Thanks in advance for any help!


It sounds like you already know the answer to your own question: NO. Normally, the only advice I would have to questions like these (especially performance-related queries) is to try it and find out if it's possible. But you have already collected that data.

It's true that perceptual/lossy audio codecs tend to be computationally intensive to decode. It sounds like you want to avoid the storage overhead of raw PCM. In that case, if you can safely assume you'll have enough memory reserved for your application, you can decode the audio streams in advance, or employ some caching mechanism to deal with memory constraints.
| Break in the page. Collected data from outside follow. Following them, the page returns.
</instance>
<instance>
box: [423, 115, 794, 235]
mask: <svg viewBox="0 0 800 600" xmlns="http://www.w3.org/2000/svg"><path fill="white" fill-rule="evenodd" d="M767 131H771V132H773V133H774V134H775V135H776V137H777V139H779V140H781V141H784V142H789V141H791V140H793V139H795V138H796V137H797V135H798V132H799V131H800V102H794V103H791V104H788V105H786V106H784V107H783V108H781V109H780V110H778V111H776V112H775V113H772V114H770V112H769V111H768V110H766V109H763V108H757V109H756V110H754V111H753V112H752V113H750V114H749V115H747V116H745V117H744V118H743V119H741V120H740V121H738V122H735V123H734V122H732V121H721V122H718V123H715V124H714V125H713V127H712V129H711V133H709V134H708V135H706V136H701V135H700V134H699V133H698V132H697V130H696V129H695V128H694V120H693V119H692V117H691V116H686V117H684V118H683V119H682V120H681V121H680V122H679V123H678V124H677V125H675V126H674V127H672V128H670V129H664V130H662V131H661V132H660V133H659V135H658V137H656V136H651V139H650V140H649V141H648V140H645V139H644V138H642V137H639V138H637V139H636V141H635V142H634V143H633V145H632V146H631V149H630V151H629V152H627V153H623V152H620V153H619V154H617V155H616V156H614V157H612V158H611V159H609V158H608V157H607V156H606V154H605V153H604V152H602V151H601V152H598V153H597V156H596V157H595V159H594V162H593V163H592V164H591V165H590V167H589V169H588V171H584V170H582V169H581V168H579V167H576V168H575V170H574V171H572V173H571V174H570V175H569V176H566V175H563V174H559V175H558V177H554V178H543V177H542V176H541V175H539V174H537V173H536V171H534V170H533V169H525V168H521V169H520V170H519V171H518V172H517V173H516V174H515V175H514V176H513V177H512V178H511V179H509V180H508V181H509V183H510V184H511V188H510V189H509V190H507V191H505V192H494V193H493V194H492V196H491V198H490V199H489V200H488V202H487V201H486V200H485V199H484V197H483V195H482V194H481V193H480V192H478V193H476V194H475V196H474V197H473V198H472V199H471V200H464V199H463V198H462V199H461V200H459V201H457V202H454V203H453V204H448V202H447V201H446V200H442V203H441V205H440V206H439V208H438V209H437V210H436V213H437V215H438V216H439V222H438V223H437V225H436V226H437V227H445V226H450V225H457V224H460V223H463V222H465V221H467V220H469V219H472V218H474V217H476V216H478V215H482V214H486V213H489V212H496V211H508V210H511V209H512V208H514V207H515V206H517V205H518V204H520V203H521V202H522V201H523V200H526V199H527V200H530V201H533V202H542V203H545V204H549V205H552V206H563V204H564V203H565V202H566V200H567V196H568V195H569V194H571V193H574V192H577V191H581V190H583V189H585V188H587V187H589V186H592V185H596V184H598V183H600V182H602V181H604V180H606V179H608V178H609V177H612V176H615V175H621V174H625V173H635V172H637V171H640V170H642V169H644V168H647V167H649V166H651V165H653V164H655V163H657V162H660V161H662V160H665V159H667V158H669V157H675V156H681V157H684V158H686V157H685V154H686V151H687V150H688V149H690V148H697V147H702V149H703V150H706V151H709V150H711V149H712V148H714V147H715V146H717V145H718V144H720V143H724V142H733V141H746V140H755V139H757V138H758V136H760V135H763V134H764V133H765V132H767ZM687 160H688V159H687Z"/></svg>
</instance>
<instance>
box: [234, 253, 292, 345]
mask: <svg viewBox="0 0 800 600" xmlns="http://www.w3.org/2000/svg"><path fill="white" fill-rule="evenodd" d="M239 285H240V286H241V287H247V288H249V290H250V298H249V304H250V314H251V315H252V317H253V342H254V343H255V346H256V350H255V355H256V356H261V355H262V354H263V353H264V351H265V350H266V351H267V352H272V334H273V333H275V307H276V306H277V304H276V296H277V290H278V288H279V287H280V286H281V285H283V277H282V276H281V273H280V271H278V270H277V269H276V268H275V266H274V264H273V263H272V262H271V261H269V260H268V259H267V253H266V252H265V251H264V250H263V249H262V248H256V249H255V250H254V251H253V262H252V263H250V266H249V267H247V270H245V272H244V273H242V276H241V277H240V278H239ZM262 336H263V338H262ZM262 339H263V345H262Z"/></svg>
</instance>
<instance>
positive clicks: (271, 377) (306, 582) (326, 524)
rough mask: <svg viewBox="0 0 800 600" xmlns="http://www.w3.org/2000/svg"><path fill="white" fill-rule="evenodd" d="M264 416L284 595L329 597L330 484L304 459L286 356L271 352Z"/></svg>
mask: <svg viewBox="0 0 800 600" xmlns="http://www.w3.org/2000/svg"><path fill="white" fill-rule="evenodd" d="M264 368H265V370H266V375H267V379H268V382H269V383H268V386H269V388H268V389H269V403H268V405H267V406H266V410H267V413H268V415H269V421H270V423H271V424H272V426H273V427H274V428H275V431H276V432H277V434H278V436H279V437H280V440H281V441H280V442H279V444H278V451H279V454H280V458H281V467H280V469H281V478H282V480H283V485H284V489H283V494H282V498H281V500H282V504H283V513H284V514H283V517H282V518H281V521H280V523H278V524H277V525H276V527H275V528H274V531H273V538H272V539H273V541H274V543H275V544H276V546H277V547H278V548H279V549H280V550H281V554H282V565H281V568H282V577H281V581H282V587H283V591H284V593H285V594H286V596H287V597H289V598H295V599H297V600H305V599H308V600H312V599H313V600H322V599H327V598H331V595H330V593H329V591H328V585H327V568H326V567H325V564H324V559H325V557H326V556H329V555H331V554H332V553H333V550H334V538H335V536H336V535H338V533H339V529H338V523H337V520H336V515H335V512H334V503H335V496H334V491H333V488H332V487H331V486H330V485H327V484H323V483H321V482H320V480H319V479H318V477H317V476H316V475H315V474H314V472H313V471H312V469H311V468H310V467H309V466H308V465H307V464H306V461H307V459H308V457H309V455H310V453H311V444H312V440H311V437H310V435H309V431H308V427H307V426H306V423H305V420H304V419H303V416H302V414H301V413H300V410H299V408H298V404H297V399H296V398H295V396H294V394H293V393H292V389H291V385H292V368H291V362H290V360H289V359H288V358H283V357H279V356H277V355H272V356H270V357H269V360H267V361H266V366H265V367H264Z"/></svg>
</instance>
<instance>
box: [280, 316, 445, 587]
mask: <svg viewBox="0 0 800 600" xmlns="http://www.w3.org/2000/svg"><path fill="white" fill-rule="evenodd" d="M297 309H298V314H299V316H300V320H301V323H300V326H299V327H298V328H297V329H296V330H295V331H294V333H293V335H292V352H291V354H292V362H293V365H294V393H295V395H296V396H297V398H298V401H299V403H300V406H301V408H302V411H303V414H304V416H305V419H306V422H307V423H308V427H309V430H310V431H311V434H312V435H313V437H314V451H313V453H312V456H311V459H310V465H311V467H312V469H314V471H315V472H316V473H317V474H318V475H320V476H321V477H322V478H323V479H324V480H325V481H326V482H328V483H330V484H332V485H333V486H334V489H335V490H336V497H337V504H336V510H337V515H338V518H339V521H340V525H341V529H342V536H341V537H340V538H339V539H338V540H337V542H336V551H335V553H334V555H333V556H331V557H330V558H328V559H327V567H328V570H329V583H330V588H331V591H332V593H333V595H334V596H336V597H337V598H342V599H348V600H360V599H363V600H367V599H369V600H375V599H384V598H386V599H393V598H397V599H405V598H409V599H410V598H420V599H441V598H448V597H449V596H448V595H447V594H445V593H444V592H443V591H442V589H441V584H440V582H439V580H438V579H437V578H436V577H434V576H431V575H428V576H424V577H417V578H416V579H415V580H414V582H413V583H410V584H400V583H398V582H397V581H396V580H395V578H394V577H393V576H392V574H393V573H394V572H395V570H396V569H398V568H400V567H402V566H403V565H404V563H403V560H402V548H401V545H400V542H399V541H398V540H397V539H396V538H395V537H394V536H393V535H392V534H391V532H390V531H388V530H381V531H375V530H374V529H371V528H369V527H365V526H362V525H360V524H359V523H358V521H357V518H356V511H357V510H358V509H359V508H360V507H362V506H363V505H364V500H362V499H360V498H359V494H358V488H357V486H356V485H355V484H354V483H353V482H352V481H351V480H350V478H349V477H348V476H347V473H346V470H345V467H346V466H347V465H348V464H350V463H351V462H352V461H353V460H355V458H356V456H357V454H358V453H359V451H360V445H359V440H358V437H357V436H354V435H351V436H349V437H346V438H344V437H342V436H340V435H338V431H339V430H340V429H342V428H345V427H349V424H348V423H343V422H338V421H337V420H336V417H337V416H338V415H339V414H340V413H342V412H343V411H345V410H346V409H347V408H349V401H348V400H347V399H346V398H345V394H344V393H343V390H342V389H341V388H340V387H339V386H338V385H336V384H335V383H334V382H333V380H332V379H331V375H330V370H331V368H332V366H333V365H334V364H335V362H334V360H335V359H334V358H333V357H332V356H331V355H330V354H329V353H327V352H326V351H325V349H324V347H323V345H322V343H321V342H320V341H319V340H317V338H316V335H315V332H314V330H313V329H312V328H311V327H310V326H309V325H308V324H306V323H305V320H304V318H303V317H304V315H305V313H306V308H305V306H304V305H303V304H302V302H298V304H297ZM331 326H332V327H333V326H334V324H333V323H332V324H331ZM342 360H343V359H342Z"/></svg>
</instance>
Perhaps this can be offloaded to a different thread (since the Q9300 CPU mentioned in your question is dual core).

Otherwise, you will need to seek out a compressor that has lower computational requirements. You might be interested in FLAC, sponsored by the same organization as Vorbis and Opus. It's lossless, so it won't compress quite as well as the lossy algorithms, but it should be much, much faster to decode.

And if that's still not suitable, browse around on this big list of ~150 audio codecs until you find one that meets your standards. Since you control the client software, you have a lot of choices (vs, e.g., streaming to a web browser).